Friday, September 18, 2009

Freshwater trends: Will future needs be met?


Despite improvements in the efficiency of water use in many developed countries, the demand for fresh water has continued to climb as the world's population and economic activity have expanded. From 1940 to 1990, withdrawals of fresh water from rivers, lakes, reservoirs, underground aquifers, and other sources increased by more than a factor of four. Increases in irrigation and, to a lesser extent, industrial uses of water have been the largest sources of this growing demand. At the same time, contamination by pollutants has seriously degraded water quality in many rivers, lakes, and groundwater sources, effectively decreasing the supply of fresh water. The result has been increased pressure on freshwater resources in most regions of the world and a lack of adequate supplies in some localities. Water experts and international institutions warn that water shortages could become critical in some regions.
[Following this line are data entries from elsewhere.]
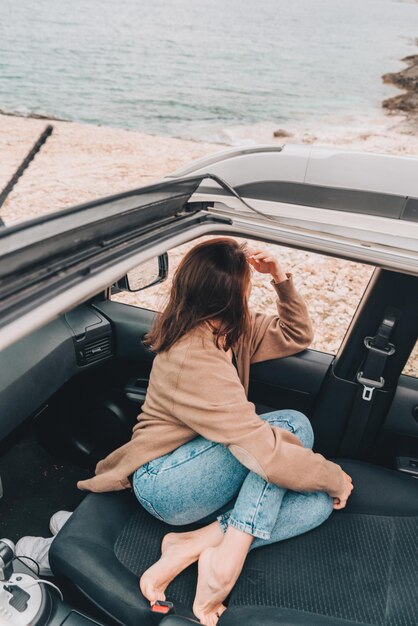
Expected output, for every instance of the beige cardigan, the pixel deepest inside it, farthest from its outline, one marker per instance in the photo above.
(194, 389)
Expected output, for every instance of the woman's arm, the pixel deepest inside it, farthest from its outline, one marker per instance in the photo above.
(215, 406)
(288, 332)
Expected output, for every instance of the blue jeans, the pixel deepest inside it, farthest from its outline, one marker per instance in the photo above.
(202, 481)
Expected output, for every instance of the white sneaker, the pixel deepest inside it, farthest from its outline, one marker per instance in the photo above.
(58, 520)
(37, 549)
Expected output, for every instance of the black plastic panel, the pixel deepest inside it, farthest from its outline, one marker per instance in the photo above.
(403, 413)
(130, 324)
(291, 382)
(32, 370)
In the absence of significant changes in policy and far more effective management of water resources, this could pose serious long-term obstacles to sustainable development in many countries.
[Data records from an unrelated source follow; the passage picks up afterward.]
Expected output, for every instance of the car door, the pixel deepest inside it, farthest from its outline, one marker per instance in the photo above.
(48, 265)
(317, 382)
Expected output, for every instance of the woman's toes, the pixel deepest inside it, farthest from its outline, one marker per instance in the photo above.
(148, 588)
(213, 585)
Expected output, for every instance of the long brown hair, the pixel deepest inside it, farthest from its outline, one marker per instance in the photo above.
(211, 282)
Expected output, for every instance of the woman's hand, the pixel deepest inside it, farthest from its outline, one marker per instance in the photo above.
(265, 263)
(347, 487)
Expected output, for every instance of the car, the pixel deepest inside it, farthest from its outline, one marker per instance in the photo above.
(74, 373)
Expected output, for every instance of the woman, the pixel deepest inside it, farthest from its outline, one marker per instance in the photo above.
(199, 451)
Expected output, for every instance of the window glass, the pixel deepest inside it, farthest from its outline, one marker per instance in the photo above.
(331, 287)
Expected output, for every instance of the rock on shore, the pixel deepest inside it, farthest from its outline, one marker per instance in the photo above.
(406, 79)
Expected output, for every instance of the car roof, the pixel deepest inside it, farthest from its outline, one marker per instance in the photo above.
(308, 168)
The supply of fresh water in a region is limited by the dynamics of the hydrological cycle, in which sea water evaporates and falls over land as precipitation. The renewable supply of water is defined as the surface water runoff from local precipitation, the inflow from other regions, and the groundwater recharge that replenishes aquifers. Because water can, in principle, be reused many times, the availability of water for human use depends as much on how it is used and how water resources are managed as on any absolute limits. With proper treatment, for example, the water returned to rivers by upstream users is also available to downstream users. Nonetheless, the renewable supply is an important constraint to the sustainable use of water within a region. Apart from human use, water is also needed to sustain the natural ecosystems found in wetlands, rivers, and the coastal waters into which they flow.
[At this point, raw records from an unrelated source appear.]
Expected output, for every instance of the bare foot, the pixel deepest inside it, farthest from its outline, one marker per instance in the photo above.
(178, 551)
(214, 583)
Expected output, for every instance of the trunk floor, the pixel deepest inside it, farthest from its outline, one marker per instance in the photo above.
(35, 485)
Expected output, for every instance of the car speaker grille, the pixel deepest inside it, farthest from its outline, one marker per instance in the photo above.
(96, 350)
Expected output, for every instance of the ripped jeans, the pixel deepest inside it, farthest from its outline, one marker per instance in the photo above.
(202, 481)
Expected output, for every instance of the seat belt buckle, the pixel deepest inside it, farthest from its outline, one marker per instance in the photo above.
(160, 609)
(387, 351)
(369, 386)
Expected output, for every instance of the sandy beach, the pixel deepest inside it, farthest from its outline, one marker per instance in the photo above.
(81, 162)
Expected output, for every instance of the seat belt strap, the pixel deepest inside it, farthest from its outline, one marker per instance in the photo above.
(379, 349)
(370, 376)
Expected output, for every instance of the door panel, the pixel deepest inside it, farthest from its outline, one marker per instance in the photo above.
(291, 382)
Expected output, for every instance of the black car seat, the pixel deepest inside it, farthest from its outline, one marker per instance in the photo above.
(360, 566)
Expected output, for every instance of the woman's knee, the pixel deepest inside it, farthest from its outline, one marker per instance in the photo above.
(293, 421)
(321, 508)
Pumping water from underground aquifers faster than they can be recharged or diverting so much water from wetlands or rivers that freshwater ecosystems fail are clearly unsustainable practices. To avoid conflict where water resources are shared, upstream and downstream users must agree on how water is to be allocated. Unfortunately, examples of unsustainable water uses can be found in virtually every region--in the depletion of the Ogallala aquifer in the United States and similar overpumping of other aquifers in parts of North Africa, the Middle East, India, and Southeast Asia; in the diversion of river water from the dying Aral Sea in Kazakhstan and Uzbekistan and from the Florida Everglades; in the excessive withdrawals that are causing intrusions of sea water into deltas and coastal aquifers in China, Viet Nam, and the Gulf of California; in the uncontrolled flow of sewage and fertilizer runoff that is hastening eutrophication in some temperate and tropical lakes and many coastal seas; and in the potential for conflict over water in areas such as the Nile River delta, the Middle East, and Southeast Asia.